DOI: 10.1161/circ.148.suppl_1.13656 ISSN: 0009-7322

Abstract 13656: Effects of Left Ventricular Ejection Fraction and NYHA CHF Class on Baroreceptor Function in Congestive Heart Failure

Christina Beegle, Daniel Gulko, Jacqueline Kenitz, Gregory Petrossian, Mikhail Torosoff
  • Physiology (medical)
  • Cardiology and Cardiovascular Medicine

Background: Autonomic dysfunction is an important component in congestive heart failure (CHF) pathophysiology. The combined effects of reduced ejection fraction and advanced CHF Class on baroreceptor function in CHF have not been well investigated.

Methods: A single center prospective study included 118 consenting patients, 68.3 ± 14.2 years old, 50 females (42.3%), BMI of 30.1 ± 8.5 kg/m 2 , with histories of HTN in 97 (82.2%), CAD in 64 (54.2%), diabetes in 49 (41.5%), and COPD or asthma in 39 (33.1%). Class I or II CHF were documented in 32 (27.1%), class III in 53 (44.9%), and class IV in 33 (28%) patients. Mean LV EF was 44.5+/-13.9%, HFrEF was present in 41 (34.7%) patients. Baroreceptor function was assessed by measuring resting and lowest heart rates (HR) during voluntary breath holding.

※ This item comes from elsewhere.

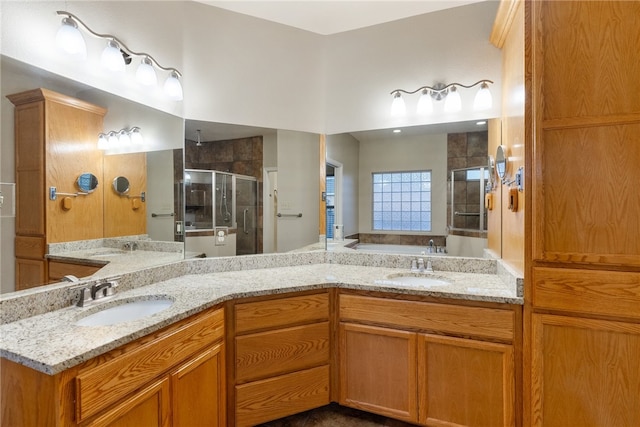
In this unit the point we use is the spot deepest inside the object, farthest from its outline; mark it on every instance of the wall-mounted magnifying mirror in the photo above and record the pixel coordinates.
(87, 182)
(121, 185)
(501, 161)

Results: Despite treatment with beta-adrenergic blockers in 92 (78%) and non-dihydropyridine calcium channel blockers in 7 (5.9%) patients, increased CHF class was associated with significantly increased resting (71.7 ± 14.4 bpm in Class I-II, 73.1 ± 13.6 bpm in Class III, and 80.8 ± 16.9 bpm in Class IV, p=0.027) and breath holding HR (68.9 ± 15.3 bpm in Class I-II, 69.9 ± 12.2 bpm in Class III, and 80 ± 16.1 bpm in Class IV, p=0.002). In addition, when compared to the rest of the cohort, HFrEF patients manifested with increased resting (80.9 ± 14.5 vs. 71.6 ± 14.6 bpm, p=0.001) and breath holding HR (77.6 ± 13.9 vs. 69.7 ± 14.7 bpm, p=0.006). In multivariate analysis, both increased CHF NYHA class and reduced LVEF retained statistically significant independent effects on resting (p=0.037 and p=0.001, respectively) and breath holding HR (p=0.005, each).

Conclusion: Decreased LV ejection fraction and increased CHF class independently and significantly contribute to autonomic dysfunction in CHF patients. Heart rate changes indicating abnormal baroreceptor function in CHF patients are apparent despite treatment with medications affecting chronotropic response.